Au coeur de l'Autre bord du lac - 1943

Au coeur de l'Autre bord du lac - 1943
Source: BAnQ - détail d'une carte postale 1943 - numérisation Gaston Gravel

dimanche 29 décembre 2013

La Chasse-galerie

Albert Jutras, habitant la rue Saint-Augustin, croyait au bon dieu bien sûr mais aussi aux bienfaits de la gomme d'épinette qu'il mâchait régulièrement.  Il mettait toute sa confiance dans l'infusion d'herbe-à-dinde pour éviter le mal de coeur et celle d'écorces de tremble pour combattre le ver solitaire.  Il croyait aussi aux mérites de l'oignon croqué tout rond et des combinaisons portées à l'année.  Finalement, il croyait à la Chasse-galerie.

Le soir du 31 décembre, il s'habillait chaudement et sortait sur la galerie d'en-avant.  Ma mère disait alors:  "Votre grand-père attend la Chasse-galerie" et elle nous expliquait que pepére croyait à cette légende depuis qu'il avait travaillé dans les camps de bûcherons avec son père Eugène.

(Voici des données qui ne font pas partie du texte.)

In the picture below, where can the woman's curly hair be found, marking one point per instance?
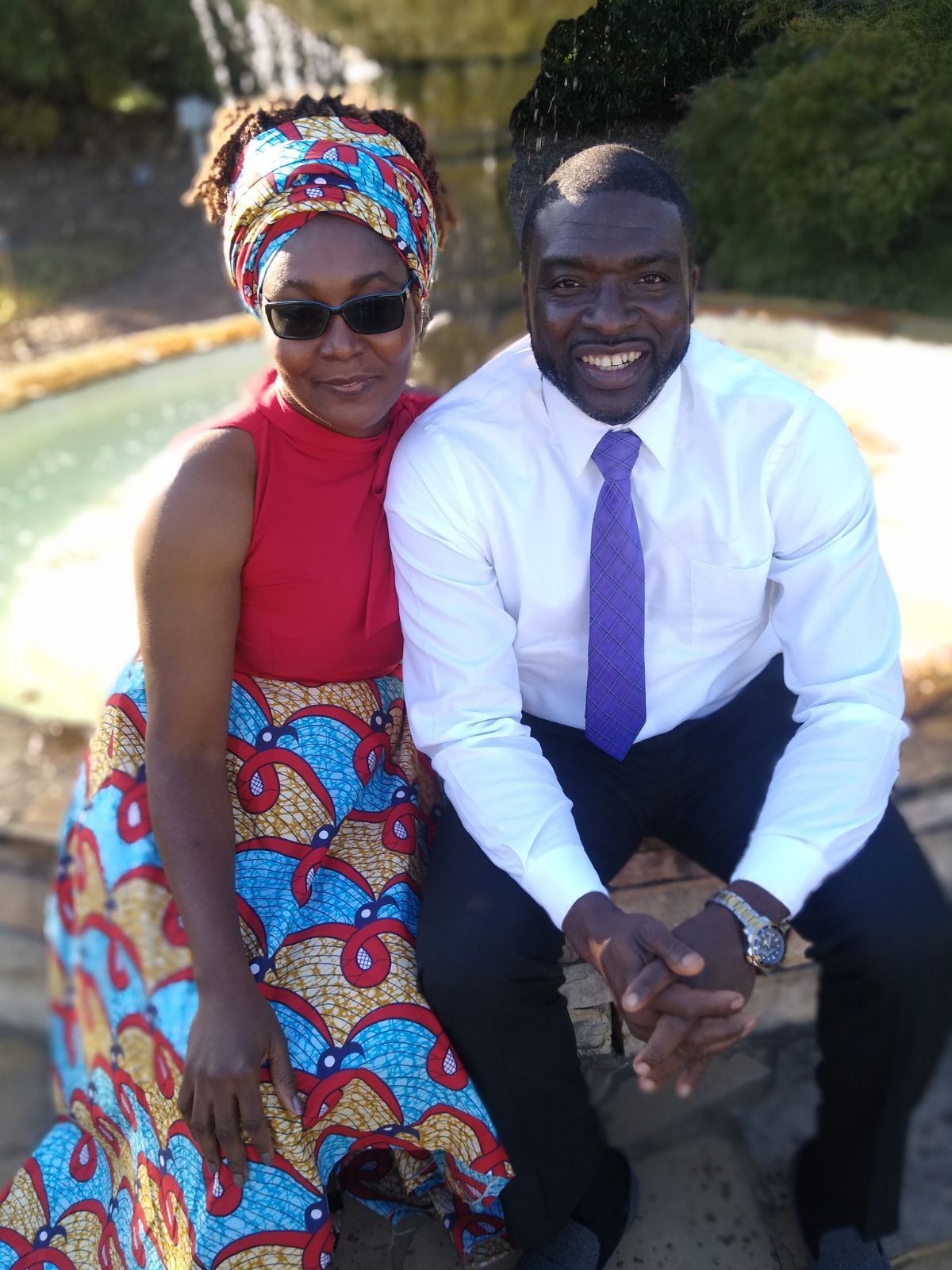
(238, 124)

En 1898, Albert Jutras première rangée, deuxième à partir de la gauche.
Son père Eugène, deuxième rangée, troisième à partir de la gauche.
Il était debout sur la galerie, appuyé sur sa canne et regardait vers le nord, au-dessus de la maison des Boutet.  Ça pouvait durer quelques minutes mais certaines années, c'était plus long.  Puis il rentrait en disant:  "Y-sont passés."   Quand le ciel était très nuageux ou qu'il neigeait, il disait: "J'les ai pas vus passer mais j'les ai entendus."

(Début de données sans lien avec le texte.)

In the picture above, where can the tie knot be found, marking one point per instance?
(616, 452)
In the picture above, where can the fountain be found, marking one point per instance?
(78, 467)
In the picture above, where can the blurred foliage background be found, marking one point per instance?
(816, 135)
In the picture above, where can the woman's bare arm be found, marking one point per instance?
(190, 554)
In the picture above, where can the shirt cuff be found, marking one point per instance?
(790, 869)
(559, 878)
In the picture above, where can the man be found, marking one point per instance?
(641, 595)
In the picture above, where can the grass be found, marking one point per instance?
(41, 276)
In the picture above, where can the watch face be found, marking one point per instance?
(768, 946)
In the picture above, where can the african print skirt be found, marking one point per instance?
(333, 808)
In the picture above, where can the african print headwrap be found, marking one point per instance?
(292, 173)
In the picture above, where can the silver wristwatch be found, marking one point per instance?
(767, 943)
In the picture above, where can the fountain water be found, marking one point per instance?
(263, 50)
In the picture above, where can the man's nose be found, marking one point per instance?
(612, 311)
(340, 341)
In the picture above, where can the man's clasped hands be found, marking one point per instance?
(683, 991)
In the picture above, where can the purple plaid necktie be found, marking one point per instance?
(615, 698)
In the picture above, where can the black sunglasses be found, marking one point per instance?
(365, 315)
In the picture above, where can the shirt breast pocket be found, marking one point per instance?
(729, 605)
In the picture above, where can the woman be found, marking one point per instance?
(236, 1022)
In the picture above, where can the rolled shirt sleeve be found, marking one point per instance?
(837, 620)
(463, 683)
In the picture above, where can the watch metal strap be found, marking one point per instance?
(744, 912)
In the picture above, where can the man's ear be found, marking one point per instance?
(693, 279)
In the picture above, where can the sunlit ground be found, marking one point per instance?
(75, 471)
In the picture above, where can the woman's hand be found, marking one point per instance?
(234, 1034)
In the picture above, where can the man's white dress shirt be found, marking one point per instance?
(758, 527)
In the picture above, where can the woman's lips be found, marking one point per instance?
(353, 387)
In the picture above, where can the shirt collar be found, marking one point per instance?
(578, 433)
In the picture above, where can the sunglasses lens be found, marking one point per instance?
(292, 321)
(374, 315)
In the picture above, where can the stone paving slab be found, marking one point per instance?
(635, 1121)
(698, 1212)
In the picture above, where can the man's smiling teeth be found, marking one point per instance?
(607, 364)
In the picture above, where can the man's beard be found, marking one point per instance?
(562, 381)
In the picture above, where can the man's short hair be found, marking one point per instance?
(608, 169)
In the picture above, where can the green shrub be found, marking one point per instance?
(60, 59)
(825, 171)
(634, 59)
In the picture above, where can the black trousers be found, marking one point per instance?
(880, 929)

On se disait qu'il était bien vieux pepére pour voir et entendre des affaires de-mêmes.  On ne savait pas trop ce qu'était la légende de la Chasse-galerie et quand on lui demandait ce qu'il avait vu,  Pepére nous racontait qu'un jour, des bûcherons avaient décidé de descendre en ville la veille du Jour de l'an pour voir leurs blondes, qu'ils étaient embarqués dans leur canot sur la neige et qu'à force de ramer, ils s'étaient envolés au-dessus des forêts et s'étaient rendus jusqu'en ville et que depuis, c'était comme ça à chaque année.  Pepère ne nous racontait pas, qu'en contrepartie, ils avaient été obligés de faire un pacte avec le Diable.  

Source:  Musée McCord
La Chasse-galerie, Henri Julien, 1906, encre sur papier
Ces huit bûcherons avaient promis de ne pas invoquer le nom de Dieu pendant le voyage et de n'accrocher aucun clocher des villages qu'ils allaient survoler.  Mais au retour, ayant un peu trop bu, ils ne purent tenir leurs promesses et le canot s'est finalement pris dans la tête d'un arbre, faisant dégringoler ses occupants à ses pieds.

Source:  BAnQ
Henri Julien, la Dégringolade, 1901, gravure

Une chose est sûre, le soir du 31 décembre, mon grand-père Albert Jutras, né en 1882, les voyait et les entendait passer dans le ciel froid de La Tuque, au-dessus des cheminées de la C.I.P. et de la rue Tessier.  Peut-être était-il déjà embarqué dans la Chasse-galerie... Peut-être aussi que tous les vieux de l'Autre bord du lac sortaient en même temps sur la galerie de leurs maisons pour la voir passer!

Bonne Année !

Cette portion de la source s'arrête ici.